Conventional gradient methods have already been applied to reservoir engineering for matching the history of former field performances. The key point of these methods is to select the best areal reservoir zoning for reduction of the amount of reservoir parameters to be identified. In this paper we propose a zoning based on reservoir lithofacies, thus making a more natural than geographical choice.
The gradients of the bottom hole well pressure with respect to the reservoir characteristics to be identified are required by all history matching processes. These gradients are calculated using either a perturbation method or a so-called analytical method. Without any reservoir zoning both methods require as many problem solving jobs as grid blocks.
In this article we propose computing gradients relating to lithofacies starting with a geological model in lithofacies that is generally from a seismic interpretation and pixel or object-based geostatistical simulation we try to quantify the effect of a lithofacies on well pressure response or production history. The influence of a lithofacies is measured through its petrophysical parameters. This method drastically reduces the number of parameters to be identified and allows the use of the natural partition of the reservoir into geological bodies.
The gradient calculation relating to lithofacies has been successfully implemented in an implicit single-phase fluid flow model. This model can be used for well-tests simulations.
By introducing gradients to minimize an objective function that measures the difference between observed and simulated well pressure responses, we can effectively achieve the inversion of petrophysical lithofacies parameters.
Several examples of inversion are given at the end of the article to illustrate the effectiveness of this gradient method.
The characterization of a reservoir is a delicate problem for geophysicists, geologists and reservoir engineers. Interpreting production results, interference tests and well-tests plays a very important role in attempting to specify the description of the geologic model and to reduce the attenuating uncertainties.
Some of these interpretation techniques are based on inversion procedures in which, by using a meshed geologic model, an attempt is made to calibrate numerical simulations of field measurements by varying the parameters of this model. The variable parameters are both geometric (position and size of geologic bodies) and petrophysical (value of porosity, absolute permeabilities, and points of relative-permeability curves, etc.).
One way of varying the petrophysical characteristics automatically is to use a method of gradients with respect to these parameters. In a meshed model used by a flow simulator in porous media, the number of parameters is often a multiple of the number of meshes. To reduce the number of these parameters, the reservoir is broken down into influence zones in which they vary uniformly.
This article describes an new gradient method using the description of the reservoir model in lithofacies. This method is particularly well-suited for an approach that is used more and more often. It consists first of all in building a geologic model in terms of lithofacies before quantifying it in petrophysical data.

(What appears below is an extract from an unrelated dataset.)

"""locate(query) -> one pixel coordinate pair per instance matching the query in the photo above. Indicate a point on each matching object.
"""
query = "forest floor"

This approach does away with breaking down the reservoir into zones of the meshed model, by using a natural zoning in geologic bodies and by directly measuring the influence of a lithofacies, through its petrophysical characteristics, on the pressure response of a well-test or on production curves.
A complete description of the gradient method in relation to the lithofacies was presented at ECMOR. We will present here a brief description of this method and more particularly extensions that have been developed for gaussian and log-normal petrophysical distributions associated with the lithofacies. Next application cases are presented to illustrate the efficiency of the algorithm.